It was just daybreak but hardly a silent morning as a cacophony of bird calls greeted me.
The nocturnal whippoorwill was calling from a tree as it prepared to go to bed for the day. Turkeys gobbled before descending from their night roosts; a barred owl hooted. Robins were already singing.
We’ve always had lots of feathered friends on the farm and that’s not counting the chickens. Birds are abundant in our yard and in the nearby woods — sparrows, blackbirds, killdeer, jays, cardinals, finches, chickadees, woodpeckers, starlings, orioles, wrens, hummingbirds, swifts and others are seen or heard every day. And that’s not to mention their larger cousins the pigeons, doves grouse, crows, owls, hawks, buzzards and eagles.
I’m still waiting for the return of our barn swallows, which dip and dive for bugs. They help keep our little part of paradise virtually mosquito-free — a luxury I don’t take for granted. They make a mess in the old dairy barn, but it’s a small price to pay for their predatory mosquito prowess.
Everyone enjoys the return of the robin, one of the first birds to mark spring. Some robins — those southern retreats are pricey these days — actually stay year-round, especially if there’s plenty of food.
Male robins are the first to arrive and mark their territory by singing what allaboutbirds.org calls the “True Song.” But when the females arrive, the real work of building a nest and raising fledglings begins.
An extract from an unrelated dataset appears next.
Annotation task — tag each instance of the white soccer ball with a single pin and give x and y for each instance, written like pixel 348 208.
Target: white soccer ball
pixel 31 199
The female builds the nest, lays the eggs and incubates them. Once the nestlings hatch, both parents feed them. They’ll continue to follow the young around and feed them after they leave the nest. The female then builds a new nest and lays new eggs. While she incubates the new brood, the male continues to feed the fledglings. But when the new eggs hatch, the fledglings are on their own; the male helps with the new arrivals.
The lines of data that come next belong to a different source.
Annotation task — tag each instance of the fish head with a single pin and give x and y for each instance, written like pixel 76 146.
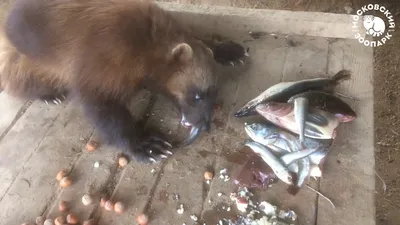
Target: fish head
pixel 345 118
pixel 258 131
pixel 277 109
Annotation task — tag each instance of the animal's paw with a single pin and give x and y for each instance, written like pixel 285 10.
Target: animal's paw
pixel 152 149
pixel 230 53
pixel 53 99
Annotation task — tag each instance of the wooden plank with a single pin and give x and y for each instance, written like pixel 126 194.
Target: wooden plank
pixel 23 140
pixel 11 109
pixel 133 184
pixel 36 180
pixel 349 177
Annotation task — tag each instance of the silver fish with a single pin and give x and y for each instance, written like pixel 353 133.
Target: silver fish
pixel 289 158
pixel 282 142
pixel 279 169
pixel 300 115
pixel 284 90
pixel 319 124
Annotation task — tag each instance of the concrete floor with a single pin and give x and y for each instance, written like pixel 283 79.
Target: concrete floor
pixel 36 140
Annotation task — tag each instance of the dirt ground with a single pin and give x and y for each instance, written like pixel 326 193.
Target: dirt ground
pixel 386 92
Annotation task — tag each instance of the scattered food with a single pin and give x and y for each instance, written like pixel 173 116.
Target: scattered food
pixel 65 182
pixel 63 206
pixel 109 206
pixel 119 207
pixel 284 90
pixel 40 220
pixel 143 219
pixel 193 217
pixel 208 175
pixel 60 220
pixel 72 219
pixel 49 222
pixel 175 196
pixel 122 161
pixel 92 145
pixel 89 222
pixel 103 201
pixel 181 209
pixel 61 174
pixel 87 200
It’s a pattern that repeats itself three times every year, although only 40 percent of nests successfully produce young and only 25 percent of young birds survive to November.
We’ve had robins build nests in many places through the years — including on the rear bumper of my pickup truck when it was parked for a while with the tailgate down. Hanging baskets are a favorite spot, as is the top of a post that supports a cast-iron dinner bell. The bell is a tribute to my late great-aunt Sara Clair who would ring it to summon farm workers when dinner — lunch — or coffee was served.
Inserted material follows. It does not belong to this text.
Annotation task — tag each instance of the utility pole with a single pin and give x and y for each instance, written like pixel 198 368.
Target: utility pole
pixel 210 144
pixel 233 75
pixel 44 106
This year, I discovered a new nest location. I was walking past my old skid steer when I heard the scolding chirp of a robin, meaning there was a nest nearby. I quickly discovered it on top of the battery inside the back door, with four eggs.
The females spend about 50 minutes of every hour incubating the eggs, which will hatch about two weeks from the time the last egg is laid. The males hang out in roosting locations – probably talking about weather or baseball — until they’re called into service. If the female is killed, the eggs are doomed because males do not incubate.
The bright-blue color of robin eggs doesn’t come from diet but is actually a pigment from the mother’s blood, ornithologist Laura Erickson explains on the website Journey North. The early bird does get the worm; robins eat more earthworms in the morning and more fruit later in the day. That’s because they find worms by sight and worms go underground as the morning progresses.
Because I have no pressing need to use the skid steer for a while, I’ll be able to leave the nest undisturbed. In a few days, it will be busy with upturned mouths looking for food.
Erickson says for the first four days the nestlings are fed regurgitated partly digested food. By day five they start to receive chunks of earthworm; they quickly graduate to whole worms and large insects. It takes a lot of worms – each young robin may eat as much as 14 feet of earthworms during its two-week nest life.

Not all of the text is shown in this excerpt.